By: Emma Sumrell
last week, my family and i went on a beach vacation to the gorgeous jersey shore. i grew up going down the shore and it is my absolute favorite place in the world. nothing brings me more joy than the garden state- where i can experience fried food, over enthusiastic sunbathing, and an endless parade of neon-colored beachwear.
packing for this trip was easy for me because luckily, i knew what to expect- a beach chair that’s essentially a recliner on wheels, sunscreen so strong it could repel a nuclear blast and a bedazzled bright pink bathing suit. my goal is to not just be tan, but to be a shade of red that’s typically reserved for stop signs & lobsters. (please don’t tell my dermatologist).
anyway, the shore is a place where fashion meets function, and function is mostly about maximizing your visibility walking down bay ave while avoiding any actual functional clothing. the boutiques down the shore are what dreams are made of and lucky for me a new one opened up since the last time i visited. it took everything in me not to spend $70 on a crewneck that says “Jersey Summer” but alas i stayed strong and spent $70 on pink coconut rum cocktails instead.

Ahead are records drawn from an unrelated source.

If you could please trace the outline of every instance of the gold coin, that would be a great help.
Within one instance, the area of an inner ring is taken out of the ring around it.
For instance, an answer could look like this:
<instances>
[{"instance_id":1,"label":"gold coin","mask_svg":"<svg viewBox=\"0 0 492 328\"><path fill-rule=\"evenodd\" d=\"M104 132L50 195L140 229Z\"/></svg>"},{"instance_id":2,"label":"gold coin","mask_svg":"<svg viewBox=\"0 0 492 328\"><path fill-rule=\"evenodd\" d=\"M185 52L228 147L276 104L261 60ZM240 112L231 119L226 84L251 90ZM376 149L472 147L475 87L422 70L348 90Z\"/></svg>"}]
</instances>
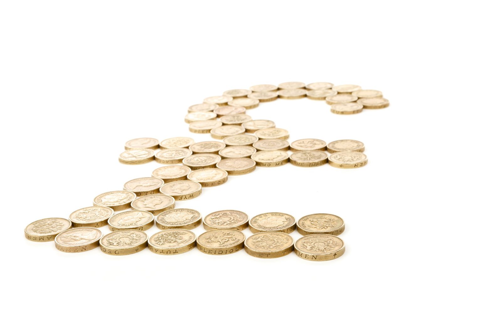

after some shopping, i prepared myself for some of the best bar food i could ever ask for – pizza that includes a generous helping of grease (who needs arteries anyway?) chowder that has won awards, and beach bars that serve the most delicious chicken tenders you’ll ever have in your life with waitstaff that calls you “honey”.
it’s always sunny down the shore. i don’t know what it is but the forecast will say “rain” and it will still be sunny. it’s like a vortex. sunny days mean beach days. and by beach i mean the “battlefield of towels”. each morning, you have to stake your claim or you’re screwed. this involves a 7am wakeup and a strategic placement of your belongings ( specifically your umbrella) and the ability to stare down and scare away anyone who dares encroach upon your space for you and your 50 family members. may the odds be ever in your favor.
the real bosses of the shore are seagulls or as i like to call them, rats with wings. they will have you wishing that you packed a lunch of sand because if you even make the slightest of eye contact with one of these demon birds you can say goodbye to your food. my poor sister almost got her sandwich taken and then had to spend the afternoon googling if she has bird flu from a seagull scratch. so for the love of all that is good please take those “aggressive seagull” signs seriously!!!
i managed to avoid hangovers until the last two days because why not go hard right before you have to make the 4 hour trek home??? every single corona, margarita and rum punch was worth it and i can’t wait to go back. the sunburn? a badge of honor. the food? worth every caloric sin. the seagulls? simply the cost of doing business.